The hypothesis that trophic structure limits recovery of rare species can be tested by increased sampling. Ecologists can predict the total diversity within a system from the rate at which new populations are detected with sampling extent (rarefaction analysis) (140). We have resisted efforts to make such predictions, as the estimates depend on unbiased sampling, which cannot presently be assumed for either molecular or culture methods.

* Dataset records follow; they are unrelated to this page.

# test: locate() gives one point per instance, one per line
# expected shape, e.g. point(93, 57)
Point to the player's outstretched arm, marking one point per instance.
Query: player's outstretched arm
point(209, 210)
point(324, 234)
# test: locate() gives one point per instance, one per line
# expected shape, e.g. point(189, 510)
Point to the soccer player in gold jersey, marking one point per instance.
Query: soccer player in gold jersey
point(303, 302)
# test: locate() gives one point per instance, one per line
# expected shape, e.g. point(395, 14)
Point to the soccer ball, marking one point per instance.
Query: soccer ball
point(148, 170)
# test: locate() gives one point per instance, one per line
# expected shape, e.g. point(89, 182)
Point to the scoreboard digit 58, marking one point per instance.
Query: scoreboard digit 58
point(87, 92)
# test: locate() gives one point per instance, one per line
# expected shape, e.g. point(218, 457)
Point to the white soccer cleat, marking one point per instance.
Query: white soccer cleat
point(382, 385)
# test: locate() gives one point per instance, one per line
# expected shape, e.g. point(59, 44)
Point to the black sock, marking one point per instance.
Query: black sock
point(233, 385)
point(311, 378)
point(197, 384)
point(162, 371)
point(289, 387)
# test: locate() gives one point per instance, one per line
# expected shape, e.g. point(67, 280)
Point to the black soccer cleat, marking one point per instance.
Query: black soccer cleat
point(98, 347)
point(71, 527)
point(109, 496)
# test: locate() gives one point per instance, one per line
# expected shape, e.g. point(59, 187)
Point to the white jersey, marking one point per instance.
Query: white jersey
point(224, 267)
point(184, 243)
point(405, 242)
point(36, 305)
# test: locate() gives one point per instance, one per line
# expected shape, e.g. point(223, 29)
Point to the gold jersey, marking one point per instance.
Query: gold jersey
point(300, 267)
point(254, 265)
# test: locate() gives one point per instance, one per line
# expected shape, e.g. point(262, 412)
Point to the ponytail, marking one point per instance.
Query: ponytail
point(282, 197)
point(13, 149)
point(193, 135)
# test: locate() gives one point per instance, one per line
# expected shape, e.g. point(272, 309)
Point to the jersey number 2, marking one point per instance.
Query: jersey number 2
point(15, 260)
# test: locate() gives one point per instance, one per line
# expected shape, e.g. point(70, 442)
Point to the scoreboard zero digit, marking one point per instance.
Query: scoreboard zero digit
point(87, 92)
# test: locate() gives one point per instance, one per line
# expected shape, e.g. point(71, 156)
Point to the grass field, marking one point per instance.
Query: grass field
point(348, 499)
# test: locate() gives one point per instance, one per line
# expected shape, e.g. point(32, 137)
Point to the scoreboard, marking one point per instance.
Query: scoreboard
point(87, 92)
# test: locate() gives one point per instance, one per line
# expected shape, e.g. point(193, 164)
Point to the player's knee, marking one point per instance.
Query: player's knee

Different resources and conditions in situ than in culture.

In addition to inoculum dilution, the outcome of enrichments for aerobic chemoorganotrophs was sensitive to substrate type, substrate concentration, and incubation temperature (121). A nice example of this was found with Thermus strains which co-occur in the ca. 50°C mat but exhibit different temperature optima (Fig. 4A). A high-temperature-adapted strain (ac-1) was selected when the enrichment was incubated at 70°C, even though strains adapted to lower temperatures were 2 (ac-7) to 4 (ac-2) orders of magnitude more abundant (87, 121). The most predominant low-temperature-adapted population was selected only when the incubation temperature matched the habitat temperature and the inoculum was diluted to extinction to prevent competitive exclusion. That is, the most abundant Thermus population was the one best suited for the environment in which it was found. Although enrichment at high temperature selected for the most fit population for the enrichment condition (i.e., the high-temperature-adapted strain), this was the least abundant and the least fit strain for the natural environment sampled. The types of aerobic chemoorganotrophic populations detected in liquid enrichments (121) differed from those recovered on solidified media of the same composition inoculated with such enrichments (86, 87). This led us to suspect that plating may also bias against recovery of some populations.  

FIG. 4.

Evidence of the existence of temperature-adapted populations within hot spring cyanobacterial mats. (A) Effect of temperature on growth rate of Thermus strains ac-1, ac-2, and ac-7 isolated from a ca. 50°C Octopus Spring mat sample. Bars represent standard errors (modified from reference 87). (B) Effect of temperature on growth rate of S. cf. lividus strains isolated from the Hunter’s Springs, Oreg., mat. Bars represent ranges of replicate experiments (modified from reference 105). (C) Effect of temperature on bacterial photoautotrophy in samples of the Twin Butte Vista (Lower Geyser Basin, Yellowstone National Park) mat collected at various temperature-defined sites, as shown (redrawn from reference 9).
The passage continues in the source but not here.